Trade rules often favour wealthy states, MNCs: WB

Published December 27, 2025
A participant stands near a logo of World Bank at the International Monetary Fund - World Bank Annual Meeting 2018 in Nusa Dua, Bali, Indonesia, October 12, 2018. — Reuters/File
A participant stands near a logo of World Bank at the International Monetary Fund - World Bank Annual Meeting 2018 in Nusa Dua, Bali, Indonesia, October 12, 2018. — Reuters/File

ISLAMABAD: Global standards have increasingly been used as tools in trade disputes since the turn of the century, reshaping trade flows and often favouring wealthy countries and large multinational companies over developing economies, according to a World Bank report.

“A proliferating set of international standards, covering everything from food labelling to specifications of 5G cellular networks, is steadily reshaping the global economic order, delivering hefty benefits to wealthy nations and large multinational companies that set them, while leaving many developing countries on the sidelines,” the bank’s World Development Report 2025 says.

The report says developing countries are not sufficiently represented when standards are written, largely because they lack the resources and expertise required to participate. On average, they sit on less than one-third of the technical committees that determine global standards at ISO, and even fewer in other bodies. Supporting broader and more strategic participation is key to ensuring standards are globally relevant and reflect diverse development needs and contexts, it adds.

Focusing on standards for development, the WB report says non-tariff measures, such as pesticide specifications or labelling requirements, now affect 90 per cent of global trade, up from just 15pc in the late 1990s.
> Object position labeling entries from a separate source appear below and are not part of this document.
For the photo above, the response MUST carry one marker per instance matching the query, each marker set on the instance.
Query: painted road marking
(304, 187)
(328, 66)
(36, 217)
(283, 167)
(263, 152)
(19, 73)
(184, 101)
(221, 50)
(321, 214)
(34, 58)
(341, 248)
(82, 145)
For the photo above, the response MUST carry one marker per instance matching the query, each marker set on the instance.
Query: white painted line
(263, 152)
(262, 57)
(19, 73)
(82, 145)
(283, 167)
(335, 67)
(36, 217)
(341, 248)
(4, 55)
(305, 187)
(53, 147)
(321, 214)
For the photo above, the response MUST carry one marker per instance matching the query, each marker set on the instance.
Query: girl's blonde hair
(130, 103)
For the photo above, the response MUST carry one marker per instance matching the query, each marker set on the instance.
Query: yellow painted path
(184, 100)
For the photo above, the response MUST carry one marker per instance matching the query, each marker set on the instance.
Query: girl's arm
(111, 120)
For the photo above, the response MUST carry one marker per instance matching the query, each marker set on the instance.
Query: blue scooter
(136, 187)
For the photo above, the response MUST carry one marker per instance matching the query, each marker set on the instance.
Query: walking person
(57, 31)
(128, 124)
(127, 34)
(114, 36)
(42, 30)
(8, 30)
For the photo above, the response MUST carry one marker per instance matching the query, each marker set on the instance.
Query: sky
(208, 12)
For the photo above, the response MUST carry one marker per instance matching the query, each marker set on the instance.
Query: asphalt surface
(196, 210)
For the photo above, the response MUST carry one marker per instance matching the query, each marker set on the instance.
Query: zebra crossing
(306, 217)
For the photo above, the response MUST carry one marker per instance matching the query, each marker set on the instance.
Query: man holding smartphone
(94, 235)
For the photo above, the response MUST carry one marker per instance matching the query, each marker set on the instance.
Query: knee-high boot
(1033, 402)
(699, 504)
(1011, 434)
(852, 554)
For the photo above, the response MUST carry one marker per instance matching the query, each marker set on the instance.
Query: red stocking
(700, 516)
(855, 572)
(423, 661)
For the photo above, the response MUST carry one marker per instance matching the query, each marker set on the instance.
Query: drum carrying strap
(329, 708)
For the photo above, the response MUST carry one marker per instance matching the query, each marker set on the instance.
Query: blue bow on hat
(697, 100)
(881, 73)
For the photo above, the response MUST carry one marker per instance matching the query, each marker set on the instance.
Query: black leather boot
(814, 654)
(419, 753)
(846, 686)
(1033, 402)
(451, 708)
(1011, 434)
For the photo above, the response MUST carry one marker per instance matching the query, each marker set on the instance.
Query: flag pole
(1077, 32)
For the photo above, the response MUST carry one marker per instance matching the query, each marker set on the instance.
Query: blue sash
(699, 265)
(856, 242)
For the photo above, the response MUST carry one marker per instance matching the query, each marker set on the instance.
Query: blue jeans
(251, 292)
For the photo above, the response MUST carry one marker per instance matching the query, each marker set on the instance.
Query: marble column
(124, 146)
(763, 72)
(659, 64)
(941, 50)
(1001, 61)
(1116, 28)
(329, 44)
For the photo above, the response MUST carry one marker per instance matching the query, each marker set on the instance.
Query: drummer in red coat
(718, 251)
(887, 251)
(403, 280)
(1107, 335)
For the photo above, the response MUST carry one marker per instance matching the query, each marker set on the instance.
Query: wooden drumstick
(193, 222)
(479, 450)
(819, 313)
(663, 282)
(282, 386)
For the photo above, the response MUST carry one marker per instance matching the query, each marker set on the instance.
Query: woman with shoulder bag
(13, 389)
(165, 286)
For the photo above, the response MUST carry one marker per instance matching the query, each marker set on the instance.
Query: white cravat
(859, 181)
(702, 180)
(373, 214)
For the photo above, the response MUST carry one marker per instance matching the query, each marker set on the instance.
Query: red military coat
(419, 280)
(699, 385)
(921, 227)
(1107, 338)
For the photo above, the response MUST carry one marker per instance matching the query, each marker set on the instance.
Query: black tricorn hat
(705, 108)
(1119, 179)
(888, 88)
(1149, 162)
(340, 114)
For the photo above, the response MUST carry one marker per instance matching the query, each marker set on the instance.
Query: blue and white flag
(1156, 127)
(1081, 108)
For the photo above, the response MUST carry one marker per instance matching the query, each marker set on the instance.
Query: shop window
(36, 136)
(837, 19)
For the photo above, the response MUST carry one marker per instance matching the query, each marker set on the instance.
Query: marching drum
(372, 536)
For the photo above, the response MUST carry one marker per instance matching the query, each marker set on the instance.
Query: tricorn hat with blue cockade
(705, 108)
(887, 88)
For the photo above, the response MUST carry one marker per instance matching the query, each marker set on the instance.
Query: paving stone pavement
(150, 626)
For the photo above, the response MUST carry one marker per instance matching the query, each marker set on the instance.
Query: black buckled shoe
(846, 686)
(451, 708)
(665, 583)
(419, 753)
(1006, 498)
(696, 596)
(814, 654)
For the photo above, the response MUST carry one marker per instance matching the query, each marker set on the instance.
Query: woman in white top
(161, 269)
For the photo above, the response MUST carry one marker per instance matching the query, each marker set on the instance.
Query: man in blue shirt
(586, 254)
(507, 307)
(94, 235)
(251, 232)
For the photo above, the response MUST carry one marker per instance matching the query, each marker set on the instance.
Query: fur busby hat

Report says non-tariff standards now affect 90pc of global trade

It notes that the global appetite for standards has surged. More than half of the 20,000 standards issued over the last seven decades by the International Organisation for Standardisation (ISO) have been created since 2000. In 2024 alone, key global standard-setting bodies issued more than 7,000 standards.

By making the transportation of goods seamless, the standardisation of the shipping container boosted global trade more than all trade agreements concluded over the last 60 years, the report notes.

Turning standards into a springboard for development requires a deliberate strategy. The report proposes an adapt-align-author framework for countries at different stages of development. At low levels of development, countries should adapt international standards to local realities so firms can learn and markets can grow. Blindly copying the most stringent global standards is unwise, as local ambitions should match local capacity.

As local capacity grows, countries can align with international standards, reducing duplication, easing market entry and helping firms compete abroad. At the same time, countries can shape international standards to reflect national priorities. Finally, as they grow wealthier, developing countries should author new standards or update existing ones.

Japan exemplifies how countries can use standards to accelerate development, the report says. In the immediate aftermath of World War II, Japanese consumer exports were widely considered low quality and unreliable. The country focused on becoming a high-quality manufacturer, initially copying and then improving upon ideas from abroad through the Japanese Standards Association and the widespread adoption of Total Quality Management, transforming Japan into a global benchmark for quality.

The report describes standards as the hidden foundations of prosperity. To make standards a springboard for development, it says, countries should create incentives for firms to upgrade export quality rather than impose unrealistic mandates; adapt and sequence standards in line with national enforcement capacity; participate actively in international standard-setting forums; and invest in and share quality infrastructure resources regionally.